What publican Patrick Berger says he desires is proper, well-tended cask ale. I couldn't have said so better myself, so I've quoted him above, and summarized. Please read his entire piece. He has more to say. Read it, and act upon it.
Consumers: demand better. It's your dollar; it's your missed opportunity for 'real' cask ale.
Publicans: learn the art and science of cellarmanship. But if you can't or won't —and that's understandable: there's a lot of work in a busy multi-tap pub— please don't do injustice to cask-conditioned ales. Your patrons won't appreciate that; and cask ale, itself, in the process, will lose drinkers for life. Please choose instead from the wealth of wonderful non-cask kegged beers.

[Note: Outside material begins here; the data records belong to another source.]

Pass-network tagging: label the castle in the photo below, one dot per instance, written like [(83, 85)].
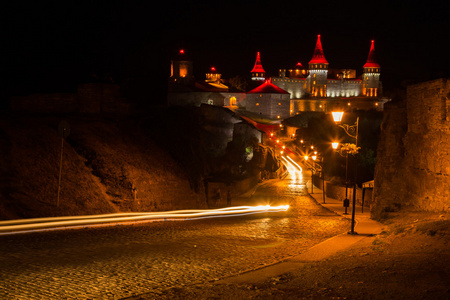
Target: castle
[(320, 81), (316, 88)]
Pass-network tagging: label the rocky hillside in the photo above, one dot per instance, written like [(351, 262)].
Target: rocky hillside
[(108, 166)]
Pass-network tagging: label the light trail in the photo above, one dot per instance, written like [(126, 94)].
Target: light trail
[(294, 163), (53, 223)]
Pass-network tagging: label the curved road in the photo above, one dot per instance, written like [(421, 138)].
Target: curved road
[(124, 261)]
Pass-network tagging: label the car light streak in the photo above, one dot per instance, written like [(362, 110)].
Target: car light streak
[(20, 226), (294, 163)]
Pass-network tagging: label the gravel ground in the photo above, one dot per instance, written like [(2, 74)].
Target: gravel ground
[(125, 261), (410, 260)]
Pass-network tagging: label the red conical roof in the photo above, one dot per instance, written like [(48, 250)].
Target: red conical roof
[(299, 65), (258, 66), (371, 62), (267, 87), (318, 56)]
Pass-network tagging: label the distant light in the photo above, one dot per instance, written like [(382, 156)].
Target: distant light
[(337, 116)]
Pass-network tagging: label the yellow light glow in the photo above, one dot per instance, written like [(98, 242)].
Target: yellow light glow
[(337, 116)]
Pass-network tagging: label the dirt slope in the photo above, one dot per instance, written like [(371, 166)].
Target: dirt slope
[(108, 166)]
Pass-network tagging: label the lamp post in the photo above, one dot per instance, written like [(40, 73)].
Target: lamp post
[(349, 129)]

Brewers: likewise. Cask-conditioned ale is so much more than, simply, ale in a cask. If more of you would take care to learn the art and skill of cask-ale preparation, maybe Mr. Berger might be convinced to change his mind. And I. And maybe, as well, a majority of Americans, unaccustomed to beautiful cask-conditioned ale, might change their minds.
I don't want to dismiss all cask beer in this country. I think when it's done right it's a wonderful worthwhile thing. So while a lot of us beer nerds like to lose our shit over any beer in a firkin, try to keep in mind - it doesn't automatically make it better.

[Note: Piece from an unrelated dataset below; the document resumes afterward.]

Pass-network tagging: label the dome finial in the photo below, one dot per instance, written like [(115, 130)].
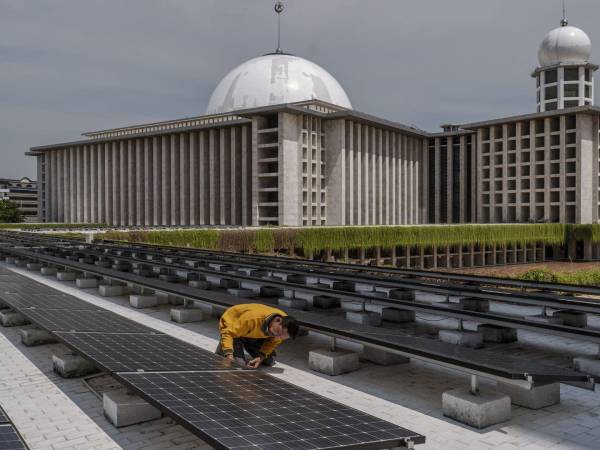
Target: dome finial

- What is cask-conditioned ale?
CAMRA (the Campaign for Real Ale, a consumer-based cask ale advocacy group based in the U.K.) defines 'real ale' (its term for cask-conditioned ale) as ... "a natural product brewed using traditional ingredients and left to mature in the cask (container) from which it is served [without extraneous gas pressure] through a process called secondary fermentation. It is this process which makes real ale unique amongst beers, and develops the wonderful tastes and aromas which processed beers can never provide."
'Real ale' is fresh, unfiltered, and unpasteurized; the yeast in the cask is still active. The level of carbonation is less gassy than that of draft or bottled beer. The ale is served at what is called 'cellar' temperature, in the low to mid 50 degrees Fahrenheit (never at room temperature!): the beer's flavors, especially those of lower-alcohol cask ales, are more evident at this temperature.
- I cannot claim ownership of the phrase, "cocoa-puffs and dingleberries." That honor belongs to Joseph Marunowski, past brewer at Samuel Adams (Cincinnati, Ohio) and past Director of Brewing Operations at Heavy Seas (Baltimore, Maryland).